News Update 7.10.07
North Carolina
In Fayetteville, the officer overseeing the case against Timothy Hennis has recommended that the rape charge be dropped. At the time of the alleged incident, military law placed a three-year statute of limitations on rape. Hennis, who was acquitted on these same charges in civilian court, will still face three counts of first-degree murder.
Even though they found him to be mentally challenged and incapable of fully understanding his criminal conduct, a Wake County jury took less than two hours to sentence Byron Waring to death yesterday. Jurors also found that Waring acted under duress and was dominated by his co-defendant, who has yet to stand trial.
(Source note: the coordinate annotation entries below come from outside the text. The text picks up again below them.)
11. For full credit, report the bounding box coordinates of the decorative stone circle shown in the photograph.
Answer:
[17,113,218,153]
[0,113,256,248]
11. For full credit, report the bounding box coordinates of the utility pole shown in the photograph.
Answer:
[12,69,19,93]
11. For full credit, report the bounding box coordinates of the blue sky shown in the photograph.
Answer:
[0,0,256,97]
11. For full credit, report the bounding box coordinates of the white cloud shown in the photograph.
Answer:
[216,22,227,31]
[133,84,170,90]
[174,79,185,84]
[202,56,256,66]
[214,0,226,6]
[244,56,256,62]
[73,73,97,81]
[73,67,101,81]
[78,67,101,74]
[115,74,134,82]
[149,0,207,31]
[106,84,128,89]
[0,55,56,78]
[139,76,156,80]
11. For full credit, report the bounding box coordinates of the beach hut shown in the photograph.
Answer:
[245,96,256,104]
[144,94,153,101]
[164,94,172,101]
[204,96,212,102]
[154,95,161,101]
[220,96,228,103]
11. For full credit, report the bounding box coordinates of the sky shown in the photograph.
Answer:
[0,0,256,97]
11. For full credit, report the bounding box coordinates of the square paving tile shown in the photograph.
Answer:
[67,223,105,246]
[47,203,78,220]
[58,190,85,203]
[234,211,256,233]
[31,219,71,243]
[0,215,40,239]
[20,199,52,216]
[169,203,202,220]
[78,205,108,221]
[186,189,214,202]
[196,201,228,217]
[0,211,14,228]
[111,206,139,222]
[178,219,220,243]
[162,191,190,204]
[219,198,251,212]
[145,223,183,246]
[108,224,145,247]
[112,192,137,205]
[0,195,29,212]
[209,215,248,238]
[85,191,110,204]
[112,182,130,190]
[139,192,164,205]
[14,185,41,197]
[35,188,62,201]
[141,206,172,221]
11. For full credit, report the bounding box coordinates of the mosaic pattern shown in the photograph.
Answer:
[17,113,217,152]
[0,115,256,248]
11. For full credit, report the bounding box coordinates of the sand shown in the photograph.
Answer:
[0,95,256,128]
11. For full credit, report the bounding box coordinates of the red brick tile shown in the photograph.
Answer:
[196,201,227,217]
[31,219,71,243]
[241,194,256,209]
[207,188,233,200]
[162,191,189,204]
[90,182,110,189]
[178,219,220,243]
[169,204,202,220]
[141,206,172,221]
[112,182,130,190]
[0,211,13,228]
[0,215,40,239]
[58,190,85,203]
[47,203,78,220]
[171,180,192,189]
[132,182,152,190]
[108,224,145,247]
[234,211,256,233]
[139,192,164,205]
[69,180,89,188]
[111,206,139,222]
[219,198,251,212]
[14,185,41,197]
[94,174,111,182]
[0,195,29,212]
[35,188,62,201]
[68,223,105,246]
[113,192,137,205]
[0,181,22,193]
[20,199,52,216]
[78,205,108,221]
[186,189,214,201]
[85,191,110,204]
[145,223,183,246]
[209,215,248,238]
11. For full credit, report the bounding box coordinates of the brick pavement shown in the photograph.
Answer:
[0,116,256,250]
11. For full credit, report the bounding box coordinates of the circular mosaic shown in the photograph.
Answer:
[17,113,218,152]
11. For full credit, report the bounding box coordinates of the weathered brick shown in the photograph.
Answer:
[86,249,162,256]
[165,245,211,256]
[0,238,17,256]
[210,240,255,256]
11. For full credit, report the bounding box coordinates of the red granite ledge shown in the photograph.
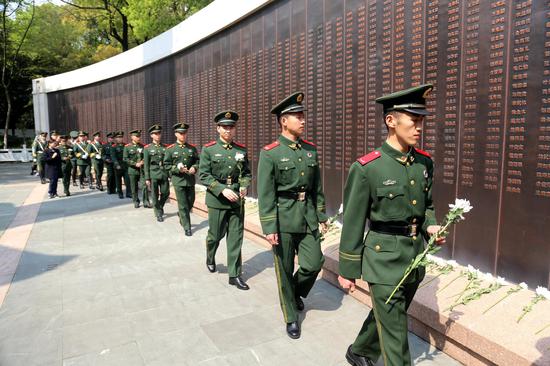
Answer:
[171,194,550,366]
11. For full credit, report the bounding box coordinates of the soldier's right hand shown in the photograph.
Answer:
[222,188,239,202]
[265,233,279,245]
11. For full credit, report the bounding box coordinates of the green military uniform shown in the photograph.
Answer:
[31,132,48,184]
[122,130,151,208]
[111,131,132,198]
[73,131,92,188]
[199,111,252,289]
[339,85,436,366]
[164,123,199,232]
[143,125,170,222]
[88,131,106,191]
[58,136,74,196]
[69,131,78,187]
[103,132,116,194]
[257,92,328,338]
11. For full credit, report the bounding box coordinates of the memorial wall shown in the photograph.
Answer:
[48,0,550,286]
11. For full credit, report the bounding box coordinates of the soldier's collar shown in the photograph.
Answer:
[382,142,414,164]
[279,135,302,150]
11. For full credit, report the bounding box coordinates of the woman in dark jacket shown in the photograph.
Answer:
[44,140,61,198]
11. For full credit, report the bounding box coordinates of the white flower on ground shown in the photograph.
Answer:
[535,286,550,300]
[449,198,473,213]
[447,259,458,268]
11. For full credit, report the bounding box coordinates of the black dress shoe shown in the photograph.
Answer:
[286,322,301,339]
[296,296,304,311]
[346,345,374,366]
[206,261,216,273]
[229,276,250,290]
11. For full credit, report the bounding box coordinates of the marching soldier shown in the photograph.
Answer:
[103,132,116,194]
[199,111,252,290]
[143,125,170,222]
[111,131,132,199]
[88,131,106,191]
[122,130,151,208]
[73,131,92,189]
[338,85,444,366]
[31,132,48,184]
[67,131,78,187]
[258,92,328,339]
[164,123,199,236]
[58,135,74,196]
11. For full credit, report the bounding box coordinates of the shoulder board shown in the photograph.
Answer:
[264,140,280,151]
[357,150,382,165]
[414,148,432,159]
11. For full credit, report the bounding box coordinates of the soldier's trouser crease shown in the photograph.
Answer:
[352,282,419,366]
[174,186,197,230]
[273,228,325,323]
[206,207,244,277]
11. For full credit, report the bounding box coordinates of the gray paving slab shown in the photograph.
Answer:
[0,165,458,366]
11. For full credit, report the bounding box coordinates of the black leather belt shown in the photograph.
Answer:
[277,191,307,201]
[369,221,419,236]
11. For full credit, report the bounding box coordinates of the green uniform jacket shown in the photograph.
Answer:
[87,142,105,160]
[111,142,126,169]
[143,143,168,179]
[164,143,199,187]
[122,143,143,175]
[73,142,91,165]
[57,145,74,166]
[258,136,327,234]
[199,138,252,209]
[31,139,48,161]
[339,143,436,285]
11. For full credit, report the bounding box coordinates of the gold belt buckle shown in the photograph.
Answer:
[409,224,418,236]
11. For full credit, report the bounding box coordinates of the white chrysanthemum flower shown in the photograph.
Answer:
[447,259,458,268]
[535,286,550,300]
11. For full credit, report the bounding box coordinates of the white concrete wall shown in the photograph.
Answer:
[33,0,272,94]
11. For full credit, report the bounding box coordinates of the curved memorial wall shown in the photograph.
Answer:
[35,0,550,286]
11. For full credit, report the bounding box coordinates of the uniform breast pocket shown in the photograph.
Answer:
[277,161,296,184]
[376,186,407,219]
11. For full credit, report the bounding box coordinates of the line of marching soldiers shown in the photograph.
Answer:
[33,84,443,366]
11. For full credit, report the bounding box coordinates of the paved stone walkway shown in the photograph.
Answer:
[0,164,458,366]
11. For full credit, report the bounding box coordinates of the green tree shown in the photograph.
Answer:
[0,0,35,147]
[126,0,212,42]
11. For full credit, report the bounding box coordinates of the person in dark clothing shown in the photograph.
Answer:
[44,140,61,198]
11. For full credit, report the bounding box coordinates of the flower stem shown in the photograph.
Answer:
[481,293,511,315]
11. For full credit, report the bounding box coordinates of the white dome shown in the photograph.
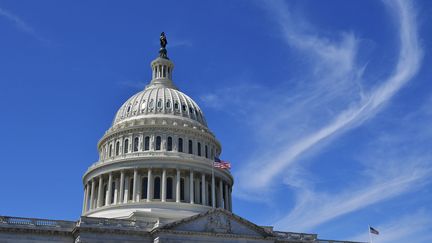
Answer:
[83,40,234,223]
[113,85,207,127]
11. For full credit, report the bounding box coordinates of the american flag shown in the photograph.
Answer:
[369,226,379,235]
[213,157,231,169]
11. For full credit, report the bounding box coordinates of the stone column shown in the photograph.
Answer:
[201,173,207,205]
[129,168,138,202]
[82,183,88,214]
[89,179,96,210]
[212,173,216,208]
[219,178,223,208]
[224,183,229,210]
[189,170,194,204]
[97,175,103,207]
[162,169,166,202]
[228,186,232,212]
[176,169,180,203]
[118,170,124,203]
[147,169,153,202]
[105,172,112,205]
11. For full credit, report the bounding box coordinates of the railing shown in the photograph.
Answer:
[79,217,156,230]
[90,151,213,168]
[317,240,365,243]
[273,231,317,241]
[0,216,75,228]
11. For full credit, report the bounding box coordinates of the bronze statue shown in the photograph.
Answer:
[159,32,169,59]
[160,32,168,49]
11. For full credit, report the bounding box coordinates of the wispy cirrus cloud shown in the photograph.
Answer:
[203,1,431,230]
[0,8,51,44]
[236,1,422,194]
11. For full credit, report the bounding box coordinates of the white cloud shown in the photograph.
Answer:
[239,1,422,195]
[198,1,426,233]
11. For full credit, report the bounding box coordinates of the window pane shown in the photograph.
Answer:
[189,140,193,154]
[178,138,183,152]
[134,137,139,152]
[156,136,162,150]
[124,139,129,154]
[153,177,160,199]
[141,177,148,199]
[144,137,150,150]
[167,137,172,151]
[198,143,201,156]
[166,177,173,199]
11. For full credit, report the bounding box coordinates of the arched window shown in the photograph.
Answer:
[207,184,212,206]
[134,137,139,152]
[177,138,183,152]
[116,141,120,155]
[156,136,162,150]
[167,137,172,151]
[198,143,201,156]
[189,140,193,154]
[128,178,133,200]
[123,139,129,154]
[166,177,173,199]
[141,177,148,199]
[153,177,160,199]
[180,178,184,201]
[144,136,150,151]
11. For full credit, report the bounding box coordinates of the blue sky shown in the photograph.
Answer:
[0,0,432,243]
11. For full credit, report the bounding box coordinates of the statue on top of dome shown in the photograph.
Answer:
[159,32,169,59]
[160,32,168,48]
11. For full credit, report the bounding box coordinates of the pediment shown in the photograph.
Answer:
[161,209,271,237]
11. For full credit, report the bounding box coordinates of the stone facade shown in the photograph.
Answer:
[0,208,364,243]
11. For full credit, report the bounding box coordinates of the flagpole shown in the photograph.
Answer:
[211,158,216,208]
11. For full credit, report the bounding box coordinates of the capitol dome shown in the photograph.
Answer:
[82,36,234,223]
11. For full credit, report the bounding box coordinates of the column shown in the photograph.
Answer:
[123,175,128,203]
[89,179,96,210]
[147,169,153,202]
[129,168,138,202]
[118,170,124,203]
[82,183,88,214]
[201,173,207,206]
[162,169,166,202]
[105,172,112,205]
[176,169,180,203]
[212,173,216,208]
[113,177,120,204]
[228,186,232,212]
[97,175,103,207]
[224,183,229,210]
[189,170,194,204]
[219,178,223,208]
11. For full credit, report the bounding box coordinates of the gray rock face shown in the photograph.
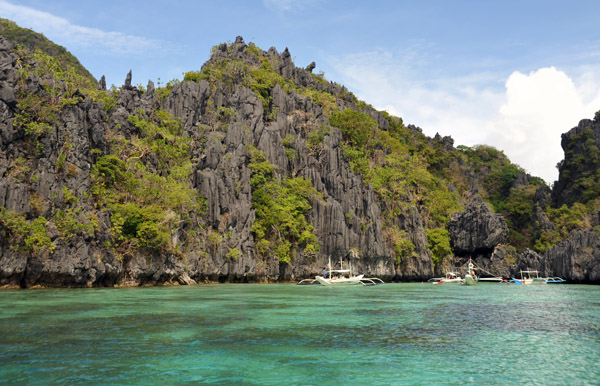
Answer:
[544,230,600,283]
[448,196,508,256]
[552,113,600,207]
[0,38,418,287]
[396,207,433,281]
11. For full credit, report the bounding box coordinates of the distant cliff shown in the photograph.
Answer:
[0,22,600,287]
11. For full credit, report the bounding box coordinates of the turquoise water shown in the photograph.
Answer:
[0,283,600,385]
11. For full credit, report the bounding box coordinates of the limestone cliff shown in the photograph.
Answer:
[0,27,600,287]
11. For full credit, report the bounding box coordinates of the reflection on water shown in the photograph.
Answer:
[0,284,600,385]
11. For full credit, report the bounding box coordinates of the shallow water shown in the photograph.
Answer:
[0,283,600,385]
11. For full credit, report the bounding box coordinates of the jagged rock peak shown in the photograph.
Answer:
[448,195,508,256]
[123,70,133,90]
[98,75,106,91]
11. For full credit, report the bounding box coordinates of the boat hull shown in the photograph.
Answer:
[464,275,476,285]
[513,277,533,285]
[315,275,365,286]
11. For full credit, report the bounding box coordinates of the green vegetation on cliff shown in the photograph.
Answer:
[0,18,96,83]
[91,110,202,254]
[248,147,321,263]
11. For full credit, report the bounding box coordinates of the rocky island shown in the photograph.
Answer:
[0,20,600,288]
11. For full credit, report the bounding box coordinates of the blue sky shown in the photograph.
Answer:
[0,0,600,183]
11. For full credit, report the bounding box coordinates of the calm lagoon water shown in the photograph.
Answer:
[0,283,600,385]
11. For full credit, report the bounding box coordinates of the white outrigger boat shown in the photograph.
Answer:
[463,258,479,285]
[298,258,384,286]
[427,271,463,284]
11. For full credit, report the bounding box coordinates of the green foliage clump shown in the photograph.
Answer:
[91,110,203,251]
[53,207,98,242]
[248,147,321,263]
[14,48,117,139]
[427,228,452,265]
[384,226,415,264]
[329,109,377,147]
[0,207,56,253]
[225,248,240,261]
[534,202,591,253]
[0,18,96,83]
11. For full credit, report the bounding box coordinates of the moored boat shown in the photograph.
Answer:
[427,271,463,284]
[298,259,384,287]
[463,258,479,286]
[512,270,546,285]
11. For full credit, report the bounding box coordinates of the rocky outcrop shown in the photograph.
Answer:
[544,230,600,283]
[396,207,434,281]
[552,113,600,207]
[512,249,555,277]
[0,34,408,287]
[448,196,508,256]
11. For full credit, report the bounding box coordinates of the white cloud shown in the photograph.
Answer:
[329,51,600,183]
[263,0,316,12]
[0,0,164,54]
[485,67,600,183]
[329,48,503,149]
Click here to read a report produced from the Charlotte School of Law’s 2006 symposium on mental illness and the death penalty. Speakers included a range of attorneys, professors, and mental health experts. The report uses North Carolina cases to illustrate the ways in which the deck is stacked against the mentally ill in court, and particularly in death penalty cases.
Elsewhere
Amnesty International has this interview with Martina Davis-Correia, the sister of Troy Anthony Davis, who is set to be executed by Georgia for a crime many believe he did not commit. Davis-Correia speaks frankly about the effect of her brother’s death sentence on her family: “I think the worst thing for me in this situation is my mother. My mother has not done anything to anybody, not even a parking ticket. And she’s walking around right now going into barber shops to get postcards signed to try save her child. Sometimes I walk into the garage and I hear her saying her prayers. She’s on her knees and she’s crying and she’s begging God to please help my brother. And I can’t stand it.”
After 22 years behind bars, New Jersey’s Brian Halsey was freed yesterday, the 205th person exonerated based on DNA evidence. All of the biological evidence in the brutal rapes and murders of two children in 1985 points to another man, who is already in prison for other sex crimes he committed after Halsey was wrongfully convicted. Halsey narrowly escaped the death penalty, and would likely have been dead by now if prosecutors had had their way.
In Ohio, judge asks for information about the death penalty, prosecutor threatens him with legal action. Prosecutors argue that the judge shouldn’t be allowed to conduct a pretrial hearing on the constitutionality of the death penalty, rather the issue should be resolved after an inmate has been sentenced to death. That’s like saying you should only check to see if the milk is spoiled after you’ve poured it on your breakfast cereal.
In South Dakota, Elijah Page has volunteered to be executed, but there are still questions about the protocol that will be used to kill him. Vague, contradictory, and constitutionally questionable portions of the protocol create a great risk that South Dakota will botch what will be its first execution in 60 years.
In Texas, attorney asks why then-Governor Bush didn’t consider clemency for his client. Bush denied Carl Johnson’s clemency request, “as he denied the other 56 requests that were made of him by lawyers representing death row inmates. Some of these inmates were mentally retarded. Some were juveniles when they committed their crimes. Gov. Bush always gave the same explanation: that the inmates had had full access to the legal system.” Can the same thing not be said for Scooter Libby? Attorney David Dow cannot help but note that unlike Scooter Libby, Carl Johnson was sorry for what he had done.
Jerry B. Givens killed 64 people over the course of 17 years. Some he electrocuted, some he injected with lethal drugs. For all of them, he prayed. The Richmond (Virginia) Times-Dispatch offers a rare glimpse into how executions effect the executioners. On steeling himself to conduct an execution, Givens said, “How can I be myself? I’m not a natural killer. These people haven’t done anything to me. I’m not doing it out of revenge.”
In China the former head of that nation’s equivalent of the Food and Drug Administration has been executed for accepting bribes and neglecting his official duties. The highly unusual sentence came in the wake of international scandal related to tainted Chinese medicines, toys, and other products. Another top official was also sentenced to death, his sentence has been suspended.